When it comes to education achievement, minority children also face higher barriers than their white peers. Black and Latino children are underrepresented in Advanced Placement math, science, and engineering courses, and they have much lower high school graduation rates than white or Asian kids. Moreover, black students face the added difficulty of being more likely to attend schools with more inexperienced teachers and higher teacher turnover.
These childhood health and education disparities are troubling not just in the present, but because they have important implications for Texas’s future. When poor black and Latino kids are less healthy and less likely to get an education, they are unable to gain the tools they need to set themselves up for the future. This makes them more likely to remain in poverty as adults, and have their kids grow up facing the same barriers as well. It creates a cycle of poverty, from which it is increasingly difficult to emerge.

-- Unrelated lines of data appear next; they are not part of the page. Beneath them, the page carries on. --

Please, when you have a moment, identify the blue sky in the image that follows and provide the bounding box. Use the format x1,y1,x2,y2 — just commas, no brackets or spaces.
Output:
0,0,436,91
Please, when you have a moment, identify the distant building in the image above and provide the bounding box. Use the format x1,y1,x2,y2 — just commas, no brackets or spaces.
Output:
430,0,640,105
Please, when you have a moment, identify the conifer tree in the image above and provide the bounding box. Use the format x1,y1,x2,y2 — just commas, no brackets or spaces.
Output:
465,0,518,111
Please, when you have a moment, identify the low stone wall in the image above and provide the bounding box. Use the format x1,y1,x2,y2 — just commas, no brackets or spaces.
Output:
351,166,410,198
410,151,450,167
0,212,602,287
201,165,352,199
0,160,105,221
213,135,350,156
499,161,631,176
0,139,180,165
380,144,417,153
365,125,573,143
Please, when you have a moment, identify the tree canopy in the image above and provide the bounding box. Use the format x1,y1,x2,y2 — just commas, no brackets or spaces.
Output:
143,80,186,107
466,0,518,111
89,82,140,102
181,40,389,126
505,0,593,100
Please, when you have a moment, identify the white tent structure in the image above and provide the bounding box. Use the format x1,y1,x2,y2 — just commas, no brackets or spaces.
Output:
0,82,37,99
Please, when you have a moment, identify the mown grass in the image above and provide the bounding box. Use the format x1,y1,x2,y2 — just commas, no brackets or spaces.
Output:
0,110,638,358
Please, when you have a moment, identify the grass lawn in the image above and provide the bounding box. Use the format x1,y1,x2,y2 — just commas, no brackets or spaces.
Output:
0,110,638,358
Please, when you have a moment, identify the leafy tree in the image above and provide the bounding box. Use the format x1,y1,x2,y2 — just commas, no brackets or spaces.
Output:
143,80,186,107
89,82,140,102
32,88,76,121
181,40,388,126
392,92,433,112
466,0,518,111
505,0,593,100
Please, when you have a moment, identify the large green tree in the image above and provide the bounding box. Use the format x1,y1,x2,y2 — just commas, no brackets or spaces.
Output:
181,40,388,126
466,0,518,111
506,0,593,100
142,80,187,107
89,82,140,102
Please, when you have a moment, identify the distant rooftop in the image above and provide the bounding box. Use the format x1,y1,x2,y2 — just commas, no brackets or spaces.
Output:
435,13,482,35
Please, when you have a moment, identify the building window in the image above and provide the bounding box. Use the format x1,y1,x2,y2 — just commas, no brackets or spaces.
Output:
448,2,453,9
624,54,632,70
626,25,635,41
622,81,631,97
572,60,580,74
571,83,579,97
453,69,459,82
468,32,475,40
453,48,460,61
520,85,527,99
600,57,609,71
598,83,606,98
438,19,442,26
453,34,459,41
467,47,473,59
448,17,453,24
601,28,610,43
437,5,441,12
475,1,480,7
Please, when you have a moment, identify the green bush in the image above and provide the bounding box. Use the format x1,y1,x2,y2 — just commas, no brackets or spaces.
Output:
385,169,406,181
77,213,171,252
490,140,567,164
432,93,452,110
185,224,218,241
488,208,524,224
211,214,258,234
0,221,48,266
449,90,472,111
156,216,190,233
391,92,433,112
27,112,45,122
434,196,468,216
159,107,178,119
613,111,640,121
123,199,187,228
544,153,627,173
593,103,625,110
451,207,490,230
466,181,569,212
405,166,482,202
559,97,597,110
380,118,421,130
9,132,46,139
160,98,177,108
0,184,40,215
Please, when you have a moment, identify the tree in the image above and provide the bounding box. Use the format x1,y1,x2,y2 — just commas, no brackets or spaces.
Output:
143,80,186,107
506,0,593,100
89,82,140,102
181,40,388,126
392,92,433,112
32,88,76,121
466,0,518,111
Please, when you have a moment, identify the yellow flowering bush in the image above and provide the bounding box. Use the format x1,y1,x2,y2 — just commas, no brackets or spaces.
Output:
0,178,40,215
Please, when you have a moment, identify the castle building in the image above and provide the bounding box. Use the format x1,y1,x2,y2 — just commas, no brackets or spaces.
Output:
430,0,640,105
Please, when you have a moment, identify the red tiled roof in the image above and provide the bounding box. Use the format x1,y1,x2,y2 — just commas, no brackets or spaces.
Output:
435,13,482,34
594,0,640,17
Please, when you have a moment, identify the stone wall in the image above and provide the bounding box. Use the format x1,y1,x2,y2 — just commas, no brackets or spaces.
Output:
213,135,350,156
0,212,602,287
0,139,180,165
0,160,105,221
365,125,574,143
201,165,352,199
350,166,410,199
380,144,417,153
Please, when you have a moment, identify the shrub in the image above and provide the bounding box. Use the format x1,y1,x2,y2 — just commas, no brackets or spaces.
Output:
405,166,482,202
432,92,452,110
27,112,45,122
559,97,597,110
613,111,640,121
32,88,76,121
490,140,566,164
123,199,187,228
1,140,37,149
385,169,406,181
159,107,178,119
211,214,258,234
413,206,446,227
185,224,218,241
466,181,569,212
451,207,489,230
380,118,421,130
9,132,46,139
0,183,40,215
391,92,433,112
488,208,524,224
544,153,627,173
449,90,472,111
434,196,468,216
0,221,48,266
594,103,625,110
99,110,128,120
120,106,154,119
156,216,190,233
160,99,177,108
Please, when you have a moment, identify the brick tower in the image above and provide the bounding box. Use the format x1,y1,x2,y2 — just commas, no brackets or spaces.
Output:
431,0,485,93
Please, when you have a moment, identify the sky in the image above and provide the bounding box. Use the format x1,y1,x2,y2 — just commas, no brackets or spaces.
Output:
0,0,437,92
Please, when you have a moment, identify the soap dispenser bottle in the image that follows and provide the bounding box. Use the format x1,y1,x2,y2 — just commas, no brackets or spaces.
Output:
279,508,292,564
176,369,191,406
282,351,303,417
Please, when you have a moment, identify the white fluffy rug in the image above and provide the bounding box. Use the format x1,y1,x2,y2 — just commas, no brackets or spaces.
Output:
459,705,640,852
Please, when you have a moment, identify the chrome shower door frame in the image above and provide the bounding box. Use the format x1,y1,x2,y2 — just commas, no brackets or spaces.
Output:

CPPP’s report contains important policy recommendations as well. It encourages Texas lawmakers to focus on creating pathways out of poverty, and promoting equity for all children. As CPPP research associate and report author Jennifer Lee said in a statement (emphasis added):
Lawmakers have a tremendous opportunity to adopt targeted solutions that can significantly improve outcomes for all Texans…From analyzing data by race and ethnicity whenever possible to helping craft state and local policies, to expanding nutrition and healthcare programs, common sense solutions are available to lawmakers now that can improve the state of Texas children.“
It is an important message that is crucial to the future of Texas. All that’s left is for our lawmakers to stop getting indicted long enough to listen.